How to Create RDD in Spark?
Resilient Distributed Datasets (RDD) being the fundamental data structure of Spark is immutable. It is also fault-tolerant in nature. They are distributed collections of objects. The datasets are divided into a logical partition. It further computes on different nodes over the cluster. So, RDD is just the way to represent dataset distributed across many machines. It can operate around in parallel. RDDs are resilient as they can always re-compute an RDD.
In Spark there are three ways to create an RDD:
- Parallelizing existing collection in driver program.
- Referencing dataset in an external storage system (e.g. HDFS, HBase, shared file system).
- Creating RDD from the RDDs that already exist.
1. Parallelized Collection (parallelizing)
During the learning phase of Spark, RDDs are created with parallelized collection i.e. by existing collection in the program and pass it to SparkContext’s parallelize() method. The method is useful in the initial stages of learning. This is because it creates our own RDDs in Spark shell and performs operations. It is less useful outside testing and prototyping since it requires entire data set on one machine.
Consider the following example of sortByKey-
val data=spark.sparkContext.parallelize(Seq(("maths",52),("English",75),("science",82),("computer",65), ("maths",85)))
val sorted = data.sortByKey()
sorted.foreach(println)
The key point here is the number of partition the data set is cut into. For each partition of the cluster, Spark runs one task. We then need two to four partitions for every CPU in the cluster. Based on the cluster, Spark sets a number of the partition. Also, we can manually set the number of partitions. This is done by passing a number of partition as the second parameter to parallelize.
e.g. _sc.parallelize(data, 10), _we have given a number of partition as 10.
2. External Datasets (Referencing a dataset)
In Spark, distributed dataset can be formed from any data source supported by Hadoop. For example the local file system, HDFS, Cassandra, HBase. The data here is loaded from an external dataset. To create text file RDD, we make use of SparkContext’s textfile method. It takes in the URL of the file and read it as a collection of line. URL can be a local path on the machine or a hdfs://, s3n://, etc.
The point of concern is that the path of the local file system and worker node should be same. The file should be at same place both in the local file system and worker node. We can copy the file to the workernodes or use a network mounted shared file system.

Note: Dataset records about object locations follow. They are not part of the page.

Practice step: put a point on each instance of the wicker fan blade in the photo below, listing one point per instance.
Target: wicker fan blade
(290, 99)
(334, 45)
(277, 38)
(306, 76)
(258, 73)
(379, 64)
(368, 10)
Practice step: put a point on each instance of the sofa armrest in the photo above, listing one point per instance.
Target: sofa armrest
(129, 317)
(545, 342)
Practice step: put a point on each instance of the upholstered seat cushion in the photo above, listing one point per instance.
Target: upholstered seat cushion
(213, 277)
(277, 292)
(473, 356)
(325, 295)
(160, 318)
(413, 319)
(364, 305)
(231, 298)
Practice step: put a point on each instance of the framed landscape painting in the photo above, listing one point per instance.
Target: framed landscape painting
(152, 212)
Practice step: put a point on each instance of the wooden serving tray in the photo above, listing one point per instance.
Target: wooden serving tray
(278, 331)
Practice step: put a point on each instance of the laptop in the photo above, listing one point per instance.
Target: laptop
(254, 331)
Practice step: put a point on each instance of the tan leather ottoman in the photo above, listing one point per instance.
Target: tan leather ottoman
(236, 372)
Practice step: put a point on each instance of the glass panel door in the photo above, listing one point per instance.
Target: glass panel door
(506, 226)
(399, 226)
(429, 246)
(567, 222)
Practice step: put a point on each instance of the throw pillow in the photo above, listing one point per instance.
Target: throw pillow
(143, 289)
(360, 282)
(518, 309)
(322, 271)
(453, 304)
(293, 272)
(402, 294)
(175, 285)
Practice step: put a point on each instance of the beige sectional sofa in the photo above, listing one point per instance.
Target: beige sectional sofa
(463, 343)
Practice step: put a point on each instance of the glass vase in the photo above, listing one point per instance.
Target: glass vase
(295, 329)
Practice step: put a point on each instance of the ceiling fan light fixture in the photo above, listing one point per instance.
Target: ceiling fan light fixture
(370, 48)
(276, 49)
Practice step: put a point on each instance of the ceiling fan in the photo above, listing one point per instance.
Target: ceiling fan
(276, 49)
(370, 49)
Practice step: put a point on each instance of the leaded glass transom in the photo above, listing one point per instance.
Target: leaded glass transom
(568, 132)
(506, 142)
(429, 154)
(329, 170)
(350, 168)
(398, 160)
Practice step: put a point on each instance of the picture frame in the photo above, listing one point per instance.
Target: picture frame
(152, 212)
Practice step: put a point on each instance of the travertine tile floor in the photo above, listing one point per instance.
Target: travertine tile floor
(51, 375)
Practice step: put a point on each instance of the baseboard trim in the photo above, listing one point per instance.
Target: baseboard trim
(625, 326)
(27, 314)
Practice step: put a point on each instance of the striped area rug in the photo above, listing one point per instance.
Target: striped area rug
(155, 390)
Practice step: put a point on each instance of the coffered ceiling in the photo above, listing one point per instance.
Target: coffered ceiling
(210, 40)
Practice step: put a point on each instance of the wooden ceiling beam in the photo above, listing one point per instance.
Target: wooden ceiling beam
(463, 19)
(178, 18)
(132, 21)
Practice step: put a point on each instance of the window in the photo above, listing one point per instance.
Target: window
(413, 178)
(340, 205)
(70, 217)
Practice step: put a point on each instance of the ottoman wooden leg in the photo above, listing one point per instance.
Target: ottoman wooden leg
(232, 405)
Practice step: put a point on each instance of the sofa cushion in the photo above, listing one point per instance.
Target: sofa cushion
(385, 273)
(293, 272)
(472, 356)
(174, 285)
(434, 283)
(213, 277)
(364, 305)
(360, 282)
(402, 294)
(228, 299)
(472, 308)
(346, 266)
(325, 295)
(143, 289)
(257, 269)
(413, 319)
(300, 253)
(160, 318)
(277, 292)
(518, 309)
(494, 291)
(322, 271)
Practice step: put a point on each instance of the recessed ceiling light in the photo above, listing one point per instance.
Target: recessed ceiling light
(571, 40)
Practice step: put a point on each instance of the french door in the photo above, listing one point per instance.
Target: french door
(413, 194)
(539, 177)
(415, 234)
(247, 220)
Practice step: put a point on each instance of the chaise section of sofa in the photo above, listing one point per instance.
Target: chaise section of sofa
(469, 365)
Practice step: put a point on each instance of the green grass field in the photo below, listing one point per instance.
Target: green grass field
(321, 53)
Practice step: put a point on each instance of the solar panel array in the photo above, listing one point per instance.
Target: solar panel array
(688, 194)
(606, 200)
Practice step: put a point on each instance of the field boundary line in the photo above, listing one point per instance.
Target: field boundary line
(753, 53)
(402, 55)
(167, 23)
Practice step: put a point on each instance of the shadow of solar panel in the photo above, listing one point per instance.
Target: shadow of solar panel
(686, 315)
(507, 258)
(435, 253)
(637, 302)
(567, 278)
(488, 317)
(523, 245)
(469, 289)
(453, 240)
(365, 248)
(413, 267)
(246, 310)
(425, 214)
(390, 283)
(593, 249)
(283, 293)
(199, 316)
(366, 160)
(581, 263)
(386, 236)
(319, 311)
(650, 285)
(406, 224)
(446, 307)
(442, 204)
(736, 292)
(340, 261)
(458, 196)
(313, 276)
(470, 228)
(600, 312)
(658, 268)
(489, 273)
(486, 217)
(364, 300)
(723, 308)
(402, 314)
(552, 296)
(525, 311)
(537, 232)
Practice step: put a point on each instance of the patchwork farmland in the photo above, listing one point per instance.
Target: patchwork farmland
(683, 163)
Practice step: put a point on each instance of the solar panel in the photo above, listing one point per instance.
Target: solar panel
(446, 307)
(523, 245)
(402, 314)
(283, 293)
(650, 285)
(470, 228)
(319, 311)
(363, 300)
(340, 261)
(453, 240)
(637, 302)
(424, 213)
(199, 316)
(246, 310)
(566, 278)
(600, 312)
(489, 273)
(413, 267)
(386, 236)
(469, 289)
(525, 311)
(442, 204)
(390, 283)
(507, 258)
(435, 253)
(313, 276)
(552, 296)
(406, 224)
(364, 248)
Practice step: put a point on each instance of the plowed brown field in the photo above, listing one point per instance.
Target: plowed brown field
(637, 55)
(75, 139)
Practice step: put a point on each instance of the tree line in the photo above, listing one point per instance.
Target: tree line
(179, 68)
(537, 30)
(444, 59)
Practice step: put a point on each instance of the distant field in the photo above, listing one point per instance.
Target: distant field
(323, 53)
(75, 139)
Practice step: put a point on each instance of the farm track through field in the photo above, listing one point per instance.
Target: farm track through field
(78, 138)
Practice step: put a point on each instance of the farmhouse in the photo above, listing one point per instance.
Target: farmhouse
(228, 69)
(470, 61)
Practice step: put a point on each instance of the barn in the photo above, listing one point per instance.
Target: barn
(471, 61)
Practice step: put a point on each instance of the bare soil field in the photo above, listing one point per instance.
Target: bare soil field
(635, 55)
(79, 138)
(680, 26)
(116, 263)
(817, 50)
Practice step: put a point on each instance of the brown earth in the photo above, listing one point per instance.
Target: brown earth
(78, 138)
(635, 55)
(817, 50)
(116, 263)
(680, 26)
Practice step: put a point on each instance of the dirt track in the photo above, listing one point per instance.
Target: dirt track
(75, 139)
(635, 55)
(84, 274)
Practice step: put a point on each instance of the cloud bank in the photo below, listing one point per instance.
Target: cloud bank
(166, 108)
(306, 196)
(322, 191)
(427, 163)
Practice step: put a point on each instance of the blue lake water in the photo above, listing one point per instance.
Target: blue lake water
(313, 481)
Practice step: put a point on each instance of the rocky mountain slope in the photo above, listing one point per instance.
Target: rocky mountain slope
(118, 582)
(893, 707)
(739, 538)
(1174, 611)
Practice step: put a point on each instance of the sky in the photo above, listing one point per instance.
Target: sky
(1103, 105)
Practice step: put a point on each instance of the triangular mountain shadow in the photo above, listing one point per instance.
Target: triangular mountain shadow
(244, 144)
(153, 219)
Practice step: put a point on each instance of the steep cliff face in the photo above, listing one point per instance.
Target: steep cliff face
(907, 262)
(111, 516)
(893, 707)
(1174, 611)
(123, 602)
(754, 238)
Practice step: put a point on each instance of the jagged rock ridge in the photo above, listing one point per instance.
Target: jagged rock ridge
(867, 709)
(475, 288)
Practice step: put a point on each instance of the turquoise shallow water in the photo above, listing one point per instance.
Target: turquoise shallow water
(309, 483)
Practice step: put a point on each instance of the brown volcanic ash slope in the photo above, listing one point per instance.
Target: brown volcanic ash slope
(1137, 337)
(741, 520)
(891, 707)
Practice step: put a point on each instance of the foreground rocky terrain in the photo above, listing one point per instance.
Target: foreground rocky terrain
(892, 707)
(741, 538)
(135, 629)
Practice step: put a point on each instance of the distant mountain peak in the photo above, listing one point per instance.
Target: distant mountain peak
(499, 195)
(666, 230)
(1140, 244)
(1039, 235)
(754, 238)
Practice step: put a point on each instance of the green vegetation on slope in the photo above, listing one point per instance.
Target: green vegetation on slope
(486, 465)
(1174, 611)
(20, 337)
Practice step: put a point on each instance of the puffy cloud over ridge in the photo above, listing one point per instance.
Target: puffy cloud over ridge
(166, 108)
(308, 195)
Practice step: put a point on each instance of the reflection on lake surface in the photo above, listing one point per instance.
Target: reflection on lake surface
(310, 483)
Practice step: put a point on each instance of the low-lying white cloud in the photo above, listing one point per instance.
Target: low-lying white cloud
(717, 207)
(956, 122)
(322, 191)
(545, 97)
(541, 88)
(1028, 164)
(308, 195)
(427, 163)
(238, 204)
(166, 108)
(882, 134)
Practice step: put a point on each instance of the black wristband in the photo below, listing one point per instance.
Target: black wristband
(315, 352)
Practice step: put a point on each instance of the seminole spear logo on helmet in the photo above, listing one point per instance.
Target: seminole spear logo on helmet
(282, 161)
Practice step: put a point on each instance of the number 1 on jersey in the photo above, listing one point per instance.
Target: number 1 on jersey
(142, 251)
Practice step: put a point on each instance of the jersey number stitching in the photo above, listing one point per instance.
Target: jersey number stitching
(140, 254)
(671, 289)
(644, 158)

Using DataFrameReader Interface one can load a Dataset from external storage systems. For example file systems, key-value stores, etc. Use SparkSession.read to access an instance of DataFrameReader. DataFrameReader supports many file formats for example-
i) csv (String path)
It loads a CSV file and then returns the result as a Dataset<Row>.
For Example:
import org.apache.spark.sql.SparkSession
def main(args: Array[String]):Unit = {
object DataFormat {
val spark = SparkSession.builder.appName("AvgAnsTime").master("local").getOrCreate()
val dataRDD = spark.read.csv("path/of/csv/file").rdd
Note– .rdd method convert Dataset<Row> to RDD<Row>.
ii) json (String path)
It loads a JSON file (one object per line) and then returns the result as a Dataset<Row>
val dataRDD = spark.read.json("path/of/json/file").rdd
iii) textFile (String path)
It loads text files and then returns a Dataset of String.
val dataRDD = spark.read.textFile("path/of/text/file").rdd
3. Creating RDD from existing RDD
Using transformation one can convert RDD into another RDD. As a result, the transformation is a way to create an RDD from existing RDD. This thus creates a difference between Apache Spark and Hadoop MapReduce. Transformation is an operation that takes RDD as an input and produces back one RDD. Here the input RDD remains unchanged. This is because RDDs are immutable in nature but it produces one or more RDD by applying operations. For example, some of the operations applied on RDD are filter, count, distinct, Map, FlatMapetc.